La vida sencilla, por Silvia Jacobi

  • Imagen

La vida sencilla, por Silvia Jacobi

08 Julio 2017

Por Silvia Jacobi

Ud. desea llegar a casa y desprenderse del ajustado agobio de la jornada, del calzado sucio de la consciencia con que ha sorteado (con suerte incierta) el barro de la rutina; postergar los compromisos incumplidos al menos por un día más… Quisiera desabrocharse la mirada, lavarse la pesadumbre del dolor ajeno y propio; dejar de pensar a contramano de cómo se educó que “la vida es otra cosa” y que no vale la pena “buscarle la quinta pata al gato”.

Ud. cierra la puerta y siente en ese gesto imperceptiblemente silencioso es la contenida bronca, el odio fulminante con que le pegaría un portazo a la vida cotidiana.

Porque lo cotidiano, al menos para Ud., es el disimulo de la sensibilidad. No se puede salir a la calle de otro modo si le importan aún las llagas que pueden verse en cada esquina.
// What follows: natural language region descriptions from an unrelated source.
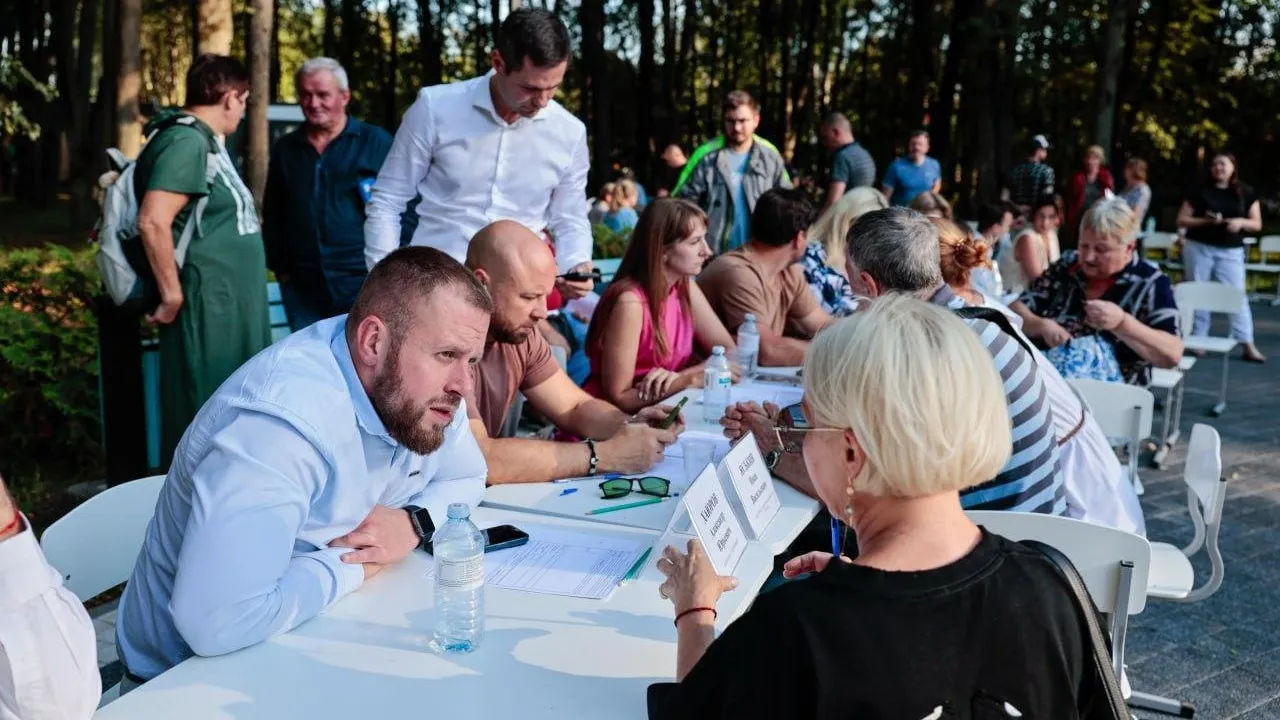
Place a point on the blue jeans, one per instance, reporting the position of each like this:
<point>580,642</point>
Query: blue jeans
<point>298,309</point>
<point>1224,265</point>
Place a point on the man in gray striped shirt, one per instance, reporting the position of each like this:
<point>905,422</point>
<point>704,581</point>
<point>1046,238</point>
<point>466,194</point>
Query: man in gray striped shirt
<point>896,250</point>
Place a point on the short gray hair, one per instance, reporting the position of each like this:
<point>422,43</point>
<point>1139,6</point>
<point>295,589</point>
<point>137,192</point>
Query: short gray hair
<point>316,64</point>
<point>897,247</point>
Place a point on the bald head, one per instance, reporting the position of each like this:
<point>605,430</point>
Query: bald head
<point>519,269</point>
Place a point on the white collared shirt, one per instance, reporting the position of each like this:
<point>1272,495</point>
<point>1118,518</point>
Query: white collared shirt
<point>472,168</point>
<point>286,456</point>
<point>48,650</point>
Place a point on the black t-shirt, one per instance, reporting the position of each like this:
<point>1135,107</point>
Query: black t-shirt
<point>996,627</point>
<point>1208,199</point>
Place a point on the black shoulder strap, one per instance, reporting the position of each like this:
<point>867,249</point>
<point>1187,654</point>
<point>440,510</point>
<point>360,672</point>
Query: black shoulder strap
<point>1088,613</point>
<point>996,318</point>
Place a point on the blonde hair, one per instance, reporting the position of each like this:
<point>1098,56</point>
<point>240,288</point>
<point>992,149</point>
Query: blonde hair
<point>624,190</point>
<point>960,253</point>
<point>831,231</point>
<point>918,390</point>
<point>1112,219</point>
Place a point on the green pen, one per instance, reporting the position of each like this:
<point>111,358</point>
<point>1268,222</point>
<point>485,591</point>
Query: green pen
<point>627,506</point>
<point>636,569</point>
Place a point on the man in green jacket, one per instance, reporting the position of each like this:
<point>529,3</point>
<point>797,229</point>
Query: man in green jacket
<point>726,182</point>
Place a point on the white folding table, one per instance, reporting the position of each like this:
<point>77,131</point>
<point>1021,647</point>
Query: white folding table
<point>542,657</point>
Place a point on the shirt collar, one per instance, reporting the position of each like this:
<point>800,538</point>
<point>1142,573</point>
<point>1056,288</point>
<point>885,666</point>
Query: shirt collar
<point>483,99</point>
<point>365,413</point>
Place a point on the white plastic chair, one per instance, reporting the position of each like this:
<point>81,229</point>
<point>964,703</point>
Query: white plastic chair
<point>1267,246</point>
<point>1211,297</point>
<point>96,545</point>
<point>1114,564</point>
<point>1171,574</point>
<point>1124,411</point>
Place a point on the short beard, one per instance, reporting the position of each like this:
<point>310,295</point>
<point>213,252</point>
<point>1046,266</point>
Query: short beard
<point>402,418</point>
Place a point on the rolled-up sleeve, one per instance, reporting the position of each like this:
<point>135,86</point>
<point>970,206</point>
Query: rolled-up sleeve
<point>48,648</point>
<point>241,578</point>
<point>567,212</point>
<point>460,475</point>
<point>407,163</point>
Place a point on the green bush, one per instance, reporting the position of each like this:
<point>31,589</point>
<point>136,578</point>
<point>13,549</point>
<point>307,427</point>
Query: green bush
<point>49,393</point>
<point>608,244</point>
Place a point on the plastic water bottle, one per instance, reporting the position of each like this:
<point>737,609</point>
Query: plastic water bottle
<point>458,548</point>
<point>748,345</point>
<point>717,386</point>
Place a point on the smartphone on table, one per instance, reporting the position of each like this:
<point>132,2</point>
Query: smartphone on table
<point>498,538</point>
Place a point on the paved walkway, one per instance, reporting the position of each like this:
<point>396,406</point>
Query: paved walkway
<point>1221,655</point>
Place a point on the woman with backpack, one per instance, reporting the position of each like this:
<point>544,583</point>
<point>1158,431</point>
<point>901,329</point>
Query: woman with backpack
<point>213,308</point>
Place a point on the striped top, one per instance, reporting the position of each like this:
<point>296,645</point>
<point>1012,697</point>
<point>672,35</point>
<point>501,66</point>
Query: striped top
<point>1031,482</point>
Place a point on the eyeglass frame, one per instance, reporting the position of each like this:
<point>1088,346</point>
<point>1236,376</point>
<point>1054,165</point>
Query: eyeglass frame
<point>631,490</point>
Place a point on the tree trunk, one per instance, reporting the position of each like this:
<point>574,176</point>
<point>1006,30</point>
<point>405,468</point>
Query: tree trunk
<point>260,96</point>
<point>128,128</point>
<point>275,53</point>
<point>330,28</point>
<point>1109,74</point>
<point>428,46</point>
<point>645,149</point>
<point>216,26</point>
<point>592,18</point>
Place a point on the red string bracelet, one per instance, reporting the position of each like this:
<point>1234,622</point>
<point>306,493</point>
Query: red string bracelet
<point>14,523</point>
<point>712,610</point>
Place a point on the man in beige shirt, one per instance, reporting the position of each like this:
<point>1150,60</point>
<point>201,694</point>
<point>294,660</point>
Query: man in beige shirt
<point>519,269</point>
<point>764,278</point>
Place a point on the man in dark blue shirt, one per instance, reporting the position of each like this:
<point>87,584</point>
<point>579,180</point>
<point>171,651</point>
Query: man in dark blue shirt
<point>314,212</point>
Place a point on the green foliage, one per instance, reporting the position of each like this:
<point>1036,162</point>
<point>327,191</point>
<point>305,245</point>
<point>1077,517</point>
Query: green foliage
<point>609,244</point>
<point>49,393</point>
<point>14,80</point>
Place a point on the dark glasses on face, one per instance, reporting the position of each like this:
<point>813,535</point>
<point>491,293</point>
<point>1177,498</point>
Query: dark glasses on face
<point>622,487</point>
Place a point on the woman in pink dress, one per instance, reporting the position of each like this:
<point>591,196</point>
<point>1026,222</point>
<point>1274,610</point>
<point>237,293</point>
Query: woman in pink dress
<point>643,335</point>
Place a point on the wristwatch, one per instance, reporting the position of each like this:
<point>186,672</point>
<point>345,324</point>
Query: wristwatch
<point>421,522</point>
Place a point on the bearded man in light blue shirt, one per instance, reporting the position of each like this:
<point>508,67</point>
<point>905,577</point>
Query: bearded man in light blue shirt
<point>291,486</point>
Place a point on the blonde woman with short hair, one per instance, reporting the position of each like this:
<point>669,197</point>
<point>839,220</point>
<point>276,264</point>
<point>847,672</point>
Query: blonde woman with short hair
<point>1101,310</point>
<point>823,258</point>
<point>903,410</point>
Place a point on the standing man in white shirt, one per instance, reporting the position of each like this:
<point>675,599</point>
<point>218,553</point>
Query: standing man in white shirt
<point>48,650</point>
<point>325,458</point>
<point>493,147</point>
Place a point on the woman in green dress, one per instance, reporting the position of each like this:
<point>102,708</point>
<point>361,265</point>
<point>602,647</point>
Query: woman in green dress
<point>213,311</point>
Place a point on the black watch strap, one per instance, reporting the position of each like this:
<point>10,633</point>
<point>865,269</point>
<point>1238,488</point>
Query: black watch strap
<point>423,523</point>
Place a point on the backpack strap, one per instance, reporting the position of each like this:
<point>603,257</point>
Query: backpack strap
<point>996,318</point>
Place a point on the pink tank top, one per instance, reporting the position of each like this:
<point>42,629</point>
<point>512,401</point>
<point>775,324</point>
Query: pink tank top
<point>677,328</point>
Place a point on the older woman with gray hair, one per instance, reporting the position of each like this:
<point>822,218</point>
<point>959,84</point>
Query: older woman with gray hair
<point>1101,310</point>
<point>892,399</point>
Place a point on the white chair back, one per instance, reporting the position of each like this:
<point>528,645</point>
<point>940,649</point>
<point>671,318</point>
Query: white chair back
<point>1121,409</point>
<point>1095,550</point>
<point>1164,241</point>
<point>96,545</point>
<point>1211,296</point>
<point>1203,472</point>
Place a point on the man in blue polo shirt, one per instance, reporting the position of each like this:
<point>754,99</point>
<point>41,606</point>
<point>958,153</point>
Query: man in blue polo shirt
<point>314,210</point>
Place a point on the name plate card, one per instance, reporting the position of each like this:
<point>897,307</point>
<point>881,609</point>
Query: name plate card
<point>714,522</point>
<point>752,483</point>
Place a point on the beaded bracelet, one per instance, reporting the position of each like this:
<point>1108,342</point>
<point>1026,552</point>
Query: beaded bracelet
<point>712,610</point>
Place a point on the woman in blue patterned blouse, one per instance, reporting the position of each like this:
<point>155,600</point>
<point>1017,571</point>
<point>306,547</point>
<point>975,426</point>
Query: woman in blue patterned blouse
<point>827,241</point>
<point>1102,311</point>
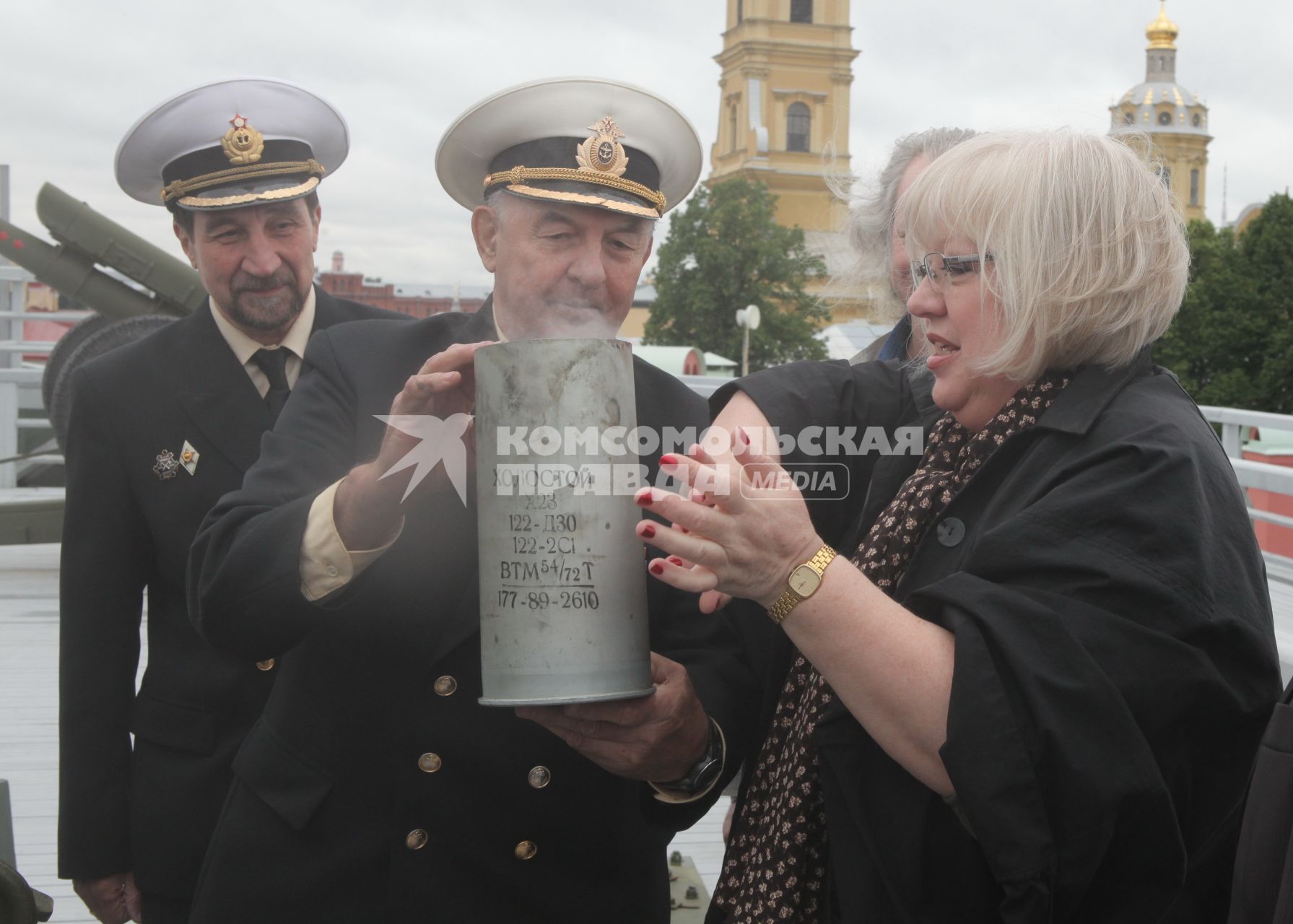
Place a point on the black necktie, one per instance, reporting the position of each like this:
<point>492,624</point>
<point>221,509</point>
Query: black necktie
<point>273,363</point>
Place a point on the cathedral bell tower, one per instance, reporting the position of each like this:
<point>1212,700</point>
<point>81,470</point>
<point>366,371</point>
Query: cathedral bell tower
<point>1173,118</point>
<point>784,103</point>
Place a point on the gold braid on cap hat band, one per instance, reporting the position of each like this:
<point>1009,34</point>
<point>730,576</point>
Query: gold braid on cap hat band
<point>181,188</point>
<point>518,175</point>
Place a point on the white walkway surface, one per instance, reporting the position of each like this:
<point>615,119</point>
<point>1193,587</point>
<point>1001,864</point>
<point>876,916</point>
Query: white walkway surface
<point>29,731</point>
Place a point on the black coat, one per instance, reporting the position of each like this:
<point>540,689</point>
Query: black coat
<point>152,811</point>
<point>330,781</point>
<point>1115,662</point>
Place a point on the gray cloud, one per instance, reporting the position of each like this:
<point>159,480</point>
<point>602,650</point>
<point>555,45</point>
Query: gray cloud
<point>80,73</point>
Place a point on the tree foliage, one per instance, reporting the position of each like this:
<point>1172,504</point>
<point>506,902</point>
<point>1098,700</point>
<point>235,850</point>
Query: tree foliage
<point>1232,341</point>
<point>726,251</point>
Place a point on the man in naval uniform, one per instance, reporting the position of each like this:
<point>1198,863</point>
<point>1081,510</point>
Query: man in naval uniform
<point>160,431</point>
<point>375,788</point>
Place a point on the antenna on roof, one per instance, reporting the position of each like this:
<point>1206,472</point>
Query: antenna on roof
<point>1224,178</point>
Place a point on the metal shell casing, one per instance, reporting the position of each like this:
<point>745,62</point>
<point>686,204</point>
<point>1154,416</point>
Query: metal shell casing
<point>562,574</point>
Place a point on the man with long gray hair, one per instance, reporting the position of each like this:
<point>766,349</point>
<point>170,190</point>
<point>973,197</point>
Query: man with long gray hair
<point>876,233</point>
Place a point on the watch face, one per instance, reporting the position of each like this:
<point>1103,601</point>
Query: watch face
<point>804,580</point>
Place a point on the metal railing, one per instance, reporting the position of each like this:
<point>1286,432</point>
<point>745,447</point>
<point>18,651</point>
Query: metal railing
<point>1235,422</point>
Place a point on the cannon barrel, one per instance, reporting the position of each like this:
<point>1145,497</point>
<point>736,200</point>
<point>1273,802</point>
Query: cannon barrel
<point>75,225</point>
<point>74,274</point>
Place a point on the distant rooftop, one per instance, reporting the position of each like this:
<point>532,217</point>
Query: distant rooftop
<point>845,340</point>
<point>419,289</point>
Llagas que no son metáfora sino la carne viva de la putrefacta indiferencia, de la herida fría, del haraposo soliloquio del excluido por la vorágine de la prisa impiadosa, del noticioso tendencioso y repetido sobre el último y repetido crimen que a nadie le importa olvidar y… hasta de su propia hambre de otra cosa.

Ud. con su ansiolítico matutino y todas sus lecturas, con sus años de terapia y sus logros siempre a medias sale a la calle deseando sólo volver a casa con ansias de la tibieza del silencio, de la ducha relajante, del whisky, del café…

No quiere más del pálido horror ni del rubor de la vergüenza impotente.

Ud. vuelve a casa deseando la ignorancia de una transparente inocencia que le permita conciliar el sueño y que “no le duela más aquél deseo/ quemadura de labios no besados”*.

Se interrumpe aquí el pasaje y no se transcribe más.